Imagine that your child is afraid of showing himself to the group. Are you going to hide him in a cave or are you going to help him approach that situation with love and without forcing? How easy it is to imagine that with a child and how difficult it is to imagine it with ourselves.

Self love.

The misalignment between the direction of our life and what we really want causes us anxiety and discomfort. This is where identifying the values ​​that are important to each of you comes into play.

Give me more ideas to cope with anxiety.

Notice how you ask your question, as if you have to first resolve anxiety and then live, and life doesn't work like that. Anxiety or depression emerge from our personal history. There are people more vulnerable than others, I, for example, am tremendously vulnerable because I have buried three of my brothers at 36, 45 and 53 years old.

Wow, how hard.

They all died for rejecting suffering. There are no tricks to avoid suffering, in the face of suffering the choice is to experience life.

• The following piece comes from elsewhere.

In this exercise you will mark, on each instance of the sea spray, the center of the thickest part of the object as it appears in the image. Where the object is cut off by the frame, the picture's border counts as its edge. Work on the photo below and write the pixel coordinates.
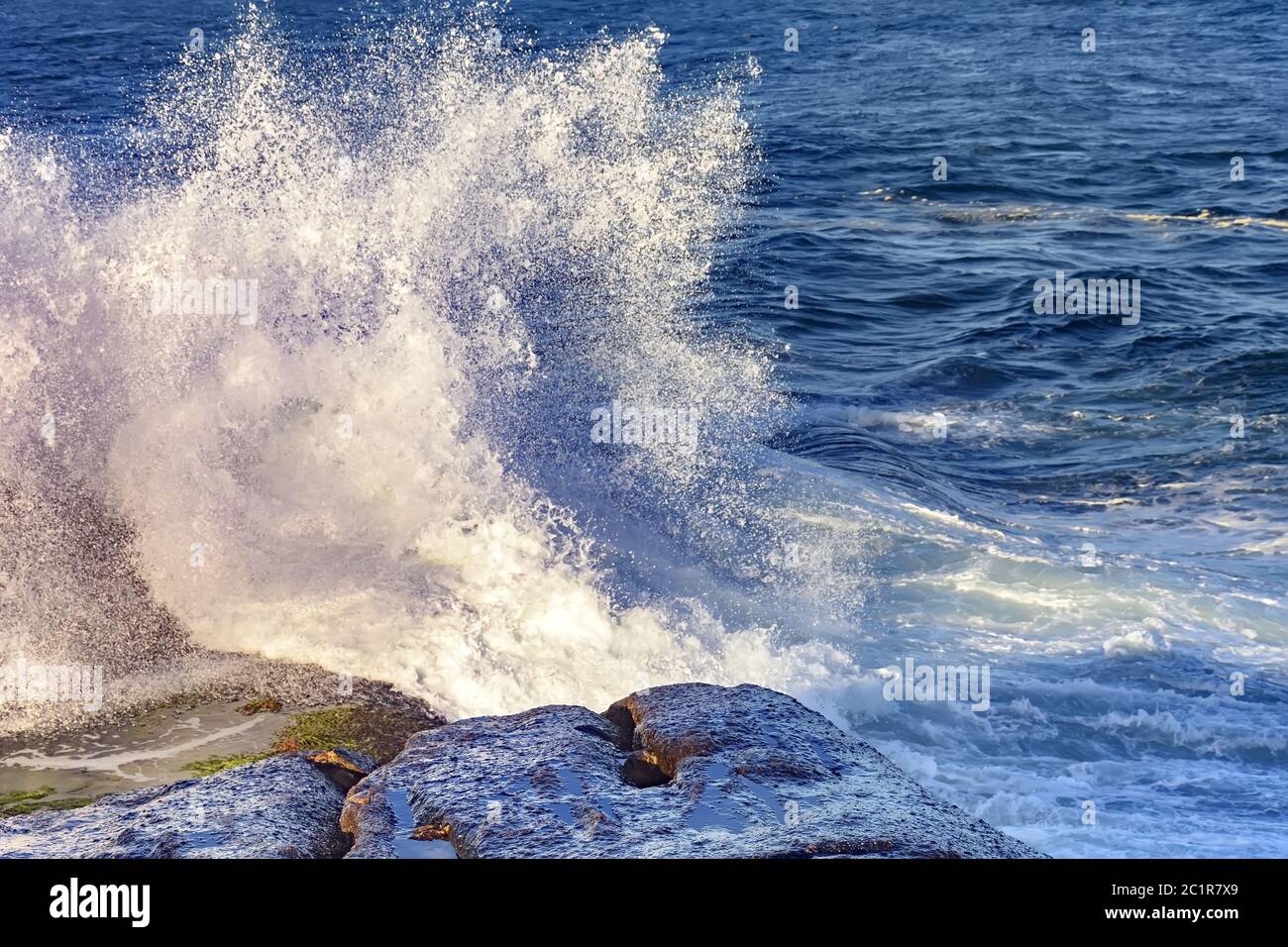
(455, 250)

And what experience does it offer us?

The question is where do you hide to feel safe, I used drugs and alcohol and looked for a community that could help me.

I understand, he came out of hiding.

When you do yoga, as you move you find the place where there is resistance, a lack of flexibility... Your psychology is the same, for some it is intimate relationships, work. Where you find that lack of flexibility is where your practice is.